Hmm… That’s not a standard description of a W boson as a force carrying particle, you’ll say. You’re right. This is more the description of a Z boson. What’s the Z boson again? Well… I haven’t explained it yet. It’s not involved in beta decay. There’s a process called elastic scattering of neutrinos. Elastic scattering means that some momentum is exchanged but neither the target (an electron or a nucleus) nor the incident particle (the neutrino) are affected as such (so there’s no break-up of the nucleus for example). In other words, things bounce back and/or get deflected but there’s no destruction and/or creation of particles, which is what you would have with inelastic collisions.
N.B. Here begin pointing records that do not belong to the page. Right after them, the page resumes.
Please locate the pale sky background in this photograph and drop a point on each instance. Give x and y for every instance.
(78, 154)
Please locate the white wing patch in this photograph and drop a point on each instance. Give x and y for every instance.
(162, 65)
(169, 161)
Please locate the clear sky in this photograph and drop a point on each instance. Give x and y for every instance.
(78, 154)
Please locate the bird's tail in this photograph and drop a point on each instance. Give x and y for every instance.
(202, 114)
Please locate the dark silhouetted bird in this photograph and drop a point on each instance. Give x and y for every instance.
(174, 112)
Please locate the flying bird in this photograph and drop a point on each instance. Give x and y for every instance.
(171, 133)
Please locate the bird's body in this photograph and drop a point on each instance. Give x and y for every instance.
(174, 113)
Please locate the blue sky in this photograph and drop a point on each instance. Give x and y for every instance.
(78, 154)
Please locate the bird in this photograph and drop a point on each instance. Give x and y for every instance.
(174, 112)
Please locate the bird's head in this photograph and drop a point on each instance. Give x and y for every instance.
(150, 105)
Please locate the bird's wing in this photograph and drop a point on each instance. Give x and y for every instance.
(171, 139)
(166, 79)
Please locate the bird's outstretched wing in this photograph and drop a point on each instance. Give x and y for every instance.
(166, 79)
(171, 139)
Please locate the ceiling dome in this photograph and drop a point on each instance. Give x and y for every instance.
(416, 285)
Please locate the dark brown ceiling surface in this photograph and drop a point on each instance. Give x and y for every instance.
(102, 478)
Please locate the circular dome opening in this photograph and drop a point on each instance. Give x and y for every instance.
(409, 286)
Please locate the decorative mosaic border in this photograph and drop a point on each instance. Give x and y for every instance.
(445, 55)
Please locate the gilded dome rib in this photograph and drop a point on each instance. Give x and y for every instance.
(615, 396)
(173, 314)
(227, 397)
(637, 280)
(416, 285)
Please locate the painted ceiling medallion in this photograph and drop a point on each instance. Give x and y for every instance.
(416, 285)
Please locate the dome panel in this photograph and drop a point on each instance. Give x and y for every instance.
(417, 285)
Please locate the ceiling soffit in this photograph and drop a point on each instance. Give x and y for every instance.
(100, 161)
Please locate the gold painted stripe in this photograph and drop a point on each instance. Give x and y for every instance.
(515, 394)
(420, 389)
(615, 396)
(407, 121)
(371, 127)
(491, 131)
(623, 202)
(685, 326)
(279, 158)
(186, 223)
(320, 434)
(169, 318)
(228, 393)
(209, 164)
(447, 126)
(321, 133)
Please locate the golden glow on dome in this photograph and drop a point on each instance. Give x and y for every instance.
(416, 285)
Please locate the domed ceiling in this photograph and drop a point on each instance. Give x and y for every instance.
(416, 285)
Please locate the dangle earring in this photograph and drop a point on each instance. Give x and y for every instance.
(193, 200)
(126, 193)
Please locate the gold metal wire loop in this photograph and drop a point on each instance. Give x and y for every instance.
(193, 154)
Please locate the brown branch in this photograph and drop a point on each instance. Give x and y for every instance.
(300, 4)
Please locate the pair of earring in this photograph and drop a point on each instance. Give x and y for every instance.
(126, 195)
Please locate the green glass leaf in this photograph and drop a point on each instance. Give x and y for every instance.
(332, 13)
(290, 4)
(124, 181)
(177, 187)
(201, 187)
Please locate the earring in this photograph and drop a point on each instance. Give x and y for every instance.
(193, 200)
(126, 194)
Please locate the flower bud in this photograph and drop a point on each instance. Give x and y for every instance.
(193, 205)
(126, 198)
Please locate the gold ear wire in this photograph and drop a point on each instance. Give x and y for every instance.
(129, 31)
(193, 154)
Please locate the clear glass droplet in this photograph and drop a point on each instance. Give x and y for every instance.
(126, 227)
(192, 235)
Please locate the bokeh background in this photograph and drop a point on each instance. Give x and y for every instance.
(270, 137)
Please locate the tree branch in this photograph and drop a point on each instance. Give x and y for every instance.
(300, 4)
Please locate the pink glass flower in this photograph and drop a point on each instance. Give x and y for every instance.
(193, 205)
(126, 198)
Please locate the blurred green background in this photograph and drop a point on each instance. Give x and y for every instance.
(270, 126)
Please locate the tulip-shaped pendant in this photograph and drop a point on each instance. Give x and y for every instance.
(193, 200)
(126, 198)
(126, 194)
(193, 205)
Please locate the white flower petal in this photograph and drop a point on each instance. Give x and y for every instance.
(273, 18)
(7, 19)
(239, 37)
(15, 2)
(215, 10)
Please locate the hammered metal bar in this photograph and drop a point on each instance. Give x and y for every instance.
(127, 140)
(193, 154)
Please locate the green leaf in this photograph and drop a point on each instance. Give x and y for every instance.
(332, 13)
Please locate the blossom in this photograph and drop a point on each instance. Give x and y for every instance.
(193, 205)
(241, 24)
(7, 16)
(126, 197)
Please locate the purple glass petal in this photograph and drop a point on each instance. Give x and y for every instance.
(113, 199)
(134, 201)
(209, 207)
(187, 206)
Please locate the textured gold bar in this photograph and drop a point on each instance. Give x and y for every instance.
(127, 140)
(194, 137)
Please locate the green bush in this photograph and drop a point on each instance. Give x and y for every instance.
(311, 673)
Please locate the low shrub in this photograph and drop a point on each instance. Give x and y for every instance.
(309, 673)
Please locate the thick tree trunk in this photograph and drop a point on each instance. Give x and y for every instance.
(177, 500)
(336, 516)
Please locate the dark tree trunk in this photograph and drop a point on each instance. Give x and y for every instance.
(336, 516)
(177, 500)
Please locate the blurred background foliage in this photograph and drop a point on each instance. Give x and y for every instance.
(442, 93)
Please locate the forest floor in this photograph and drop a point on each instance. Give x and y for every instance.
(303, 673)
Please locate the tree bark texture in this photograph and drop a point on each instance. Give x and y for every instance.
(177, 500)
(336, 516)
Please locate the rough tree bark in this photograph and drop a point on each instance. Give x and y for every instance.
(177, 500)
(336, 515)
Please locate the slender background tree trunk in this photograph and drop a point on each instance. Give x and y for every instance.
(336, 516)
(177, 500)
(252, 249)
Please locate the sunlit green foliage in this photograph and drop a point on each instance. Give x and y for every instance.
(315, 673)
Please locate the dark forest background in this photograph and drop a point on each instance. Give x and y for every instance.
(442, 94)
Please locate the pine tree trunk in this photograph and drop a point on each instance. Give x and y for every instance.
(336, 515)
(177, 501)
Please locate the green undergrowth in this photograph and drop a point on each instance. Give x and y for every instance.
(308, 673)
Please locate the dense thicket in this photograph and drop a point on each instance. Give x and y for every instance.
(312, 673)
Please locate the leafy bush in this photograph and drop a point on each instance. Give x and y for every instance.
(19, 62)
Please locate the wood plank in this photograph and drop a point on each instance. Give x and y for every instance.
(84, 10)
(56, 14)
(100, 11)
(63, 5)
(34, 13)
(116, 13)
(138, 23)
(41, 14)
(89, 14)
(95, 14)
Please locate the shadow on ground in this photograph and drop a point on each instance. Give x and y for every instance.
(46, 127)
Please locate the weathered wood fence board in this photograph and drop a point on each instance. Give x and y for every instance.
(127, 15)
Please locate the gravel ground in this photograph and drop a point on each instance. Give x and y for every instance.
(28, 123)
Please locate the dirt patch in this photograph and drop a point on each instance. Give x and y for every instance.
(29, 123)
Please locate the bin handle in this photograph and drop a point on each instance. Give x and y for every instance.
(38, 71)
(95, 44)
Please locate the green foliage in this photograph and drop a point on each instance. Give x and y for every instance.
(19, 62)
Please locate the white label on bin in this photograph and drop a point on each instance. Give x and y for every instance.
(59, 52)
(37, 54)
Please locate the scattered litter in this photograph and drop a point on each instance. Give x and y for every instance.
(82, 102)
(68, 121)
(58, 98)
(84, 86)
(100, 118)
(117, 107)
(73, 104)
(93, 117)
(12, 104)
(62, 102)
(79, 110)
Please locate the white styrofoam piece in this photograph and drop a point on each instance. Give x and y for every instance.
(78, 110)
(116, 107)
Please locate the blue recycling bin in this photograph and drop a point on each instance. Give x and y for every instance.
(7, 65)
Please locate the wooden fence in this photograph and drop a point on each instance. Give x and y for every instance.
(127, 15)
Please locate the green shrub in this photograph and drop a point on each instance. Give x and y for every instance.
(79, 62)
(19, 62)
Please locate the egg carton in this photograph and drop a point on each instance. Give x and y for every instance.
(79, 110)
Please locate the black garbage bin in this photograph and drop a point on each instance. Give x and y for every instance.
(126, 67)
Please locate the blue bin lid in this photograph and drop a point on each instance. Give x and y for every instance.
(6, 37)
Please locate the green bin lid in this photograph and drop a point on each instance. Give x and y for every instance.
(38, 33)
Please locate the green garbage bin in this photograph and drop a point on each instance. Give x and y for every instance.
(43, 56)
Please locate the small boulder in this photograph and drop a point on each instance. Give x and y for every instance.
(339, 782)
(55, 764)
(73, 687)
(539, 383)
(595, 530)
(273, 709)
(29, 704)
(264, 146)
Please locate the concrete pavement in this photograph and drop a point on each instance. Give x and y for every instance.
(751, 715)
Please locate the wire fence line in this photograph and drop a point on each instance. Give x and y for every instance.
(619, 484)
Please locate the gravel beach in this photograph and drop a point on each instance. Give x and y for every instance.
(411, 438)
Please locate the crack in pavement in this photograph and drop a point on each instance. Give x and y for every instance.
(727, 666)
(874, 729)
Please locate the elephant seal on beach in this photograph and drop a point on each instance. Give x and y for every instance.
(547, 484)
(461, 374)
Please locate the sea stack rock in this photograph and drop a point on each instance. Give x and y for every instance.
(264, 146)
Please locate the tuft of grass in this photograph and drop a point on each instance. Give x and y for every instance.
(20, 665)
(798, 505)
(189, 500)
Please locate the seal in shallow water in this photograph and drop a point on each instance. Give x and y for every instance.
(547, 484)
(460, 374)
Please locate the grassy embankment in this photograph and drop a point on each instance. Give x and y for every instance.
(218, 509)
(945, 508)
Let’s examine what happens here.

W and Z bosons in neutrino scattering experiments

It’s easy to generate neutrino beams: remember their existence was confirmed in 1956 because nuclear reactors create a huge flux of them ! So it’s easy to send lots of high-energy neutrinos into a cloud or bubble chamber and see what happens. Cloud and bubble chambers are prehistoric devices which were built and used to detect electrically charged particles moving through it. I won’t go into too much detail but I can’t resist inserting a few historic pictures here.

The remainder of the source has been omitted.